The Weekly Market Update

News & Insights

w/c 29th September: Reassessments

 

GBP

 

 

The British Pound is under pressure amid rising UK fiscal risks and political uncertainty. In fact, market concerns are growing over Chancellor Rachel Reeves’ resistance to calls for increased public spending. Moreover, investors fear potential breaches of fiscal rules, pushing GBP/EUR lower. Ultimately, with weakening momentum, soft economic sentiment, and diverging central bank policies, analysts expect the Pound to remain vulnerable ahead of November’s budget.

 

 

EUR

 

 

The Euro holds steady ahead of key national inflation data from Germany, France, and Italy, which will shape expectations for the Eurozone-wide release. Forecasts suggest headline inflation will rise to 2.3% and core to 2.4%, reinforcing the European Central Bank’s cautious stance on interest rates.
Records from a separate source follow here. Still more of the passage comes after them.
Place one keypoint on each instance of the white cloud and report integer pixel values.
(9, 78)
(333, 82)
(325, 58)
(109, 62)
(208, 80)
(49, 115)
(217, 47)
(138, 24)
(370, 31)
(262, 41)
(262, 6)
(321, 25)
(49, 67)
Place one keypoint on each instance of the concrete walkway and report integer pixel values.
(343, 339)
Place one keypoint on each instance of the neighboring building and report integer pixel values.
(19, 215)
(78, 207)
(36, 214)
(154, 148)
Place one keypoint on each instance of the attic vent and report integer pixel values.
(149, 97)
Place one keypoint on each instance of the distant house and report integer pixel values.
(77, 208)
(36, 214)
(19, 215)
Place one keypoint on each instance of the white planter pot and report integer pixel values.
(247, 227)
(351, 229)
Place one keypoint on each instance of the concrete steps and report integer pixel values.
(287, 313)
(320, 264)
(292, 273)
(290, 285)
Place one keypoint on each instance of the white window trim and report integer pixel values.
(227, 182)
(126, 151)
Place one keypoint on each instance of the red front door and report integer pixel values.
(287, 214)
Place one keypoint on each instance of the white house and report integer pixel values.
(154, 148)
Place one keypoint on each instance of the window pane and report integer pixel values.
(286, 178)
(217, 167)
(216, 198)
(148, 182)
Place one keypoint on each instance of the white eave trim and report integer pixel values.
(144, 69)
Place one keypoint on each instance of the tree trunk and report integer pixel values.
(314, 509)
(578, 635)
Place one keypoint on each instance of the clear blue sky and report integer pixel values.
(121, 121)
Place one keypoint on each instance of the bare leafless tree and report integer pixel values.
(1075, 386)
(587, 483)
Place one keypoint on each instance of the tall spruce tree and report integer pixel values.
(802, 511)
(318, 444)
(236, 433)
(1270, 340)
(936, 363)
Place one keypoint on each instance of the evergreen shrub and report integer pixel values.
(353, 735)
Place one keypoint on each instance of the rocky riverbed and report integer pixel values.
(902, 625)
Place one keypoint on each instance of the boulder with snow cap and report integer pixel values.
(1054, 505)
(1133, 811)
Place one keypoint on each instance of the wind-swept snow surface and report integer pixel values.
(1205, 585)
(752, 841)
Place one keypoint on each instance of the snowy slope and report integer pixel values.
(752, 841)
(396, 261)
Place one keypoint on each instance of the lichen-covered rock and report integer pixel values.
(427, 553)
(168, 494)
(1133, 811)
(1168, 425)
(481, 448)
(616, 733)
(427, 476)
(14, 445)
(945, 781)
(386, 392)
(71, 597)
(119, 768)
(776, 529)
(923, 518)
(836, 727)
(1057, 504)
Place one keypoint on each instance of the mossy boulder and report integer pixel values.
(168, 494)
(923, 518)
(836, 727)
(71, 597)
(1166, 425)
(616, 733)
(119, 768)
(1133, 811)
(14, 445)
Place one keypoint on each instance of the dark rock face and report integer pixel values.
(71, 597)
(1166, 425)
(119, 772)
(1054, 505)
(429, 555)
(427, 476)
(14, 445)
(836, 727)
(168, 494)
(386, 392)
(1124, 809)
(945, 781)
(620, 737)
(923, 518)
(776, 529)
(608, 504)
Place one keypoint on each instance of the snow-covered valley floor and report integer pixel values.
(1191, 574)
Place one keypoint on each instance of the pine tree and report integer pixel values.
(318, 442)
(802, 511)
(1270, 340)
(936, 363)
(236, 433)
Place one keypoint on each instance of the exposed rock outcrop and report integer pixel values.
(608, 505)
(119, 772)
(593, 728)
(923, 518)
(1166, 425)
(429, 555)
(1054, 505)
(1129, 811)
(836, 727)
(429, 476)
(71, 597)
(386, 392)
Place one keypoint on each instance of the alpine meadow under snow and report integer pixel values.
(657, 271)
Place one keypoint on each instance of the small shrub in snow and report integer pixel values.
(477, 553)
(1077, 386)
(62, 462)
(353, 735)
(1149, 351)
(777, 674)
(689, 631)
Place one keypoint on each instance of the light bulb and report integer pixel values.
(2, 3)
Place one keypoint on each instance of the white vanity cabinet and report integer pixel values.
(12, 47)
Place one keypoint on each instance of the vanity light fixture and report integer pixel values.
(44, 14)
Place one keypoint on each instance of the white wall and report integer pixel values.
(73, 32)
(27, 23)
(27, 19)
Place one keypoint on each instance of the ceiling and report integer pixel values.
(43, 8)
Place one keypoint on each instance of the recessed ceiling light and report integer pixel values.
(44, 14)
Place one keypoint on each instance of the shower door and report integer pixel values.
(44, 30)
If data exceeds expectations, the Euro could strengthen further, supporting its position against other currencies.

 

 

USD

 

 

The U.S. Dollar climbed to multi-week highs following Friday’s stronger than expected economic data, including a revised 3.8% GDP growth rate and falling jobless claims. These figures have led markets to scale back expectations for aggressive Federal Reserve rate cuts. While the rally may be stretched, attention now turns to the upcoming PCE inflation data, which could influence the Fed’s next steps and determine whether Dollar strength continues.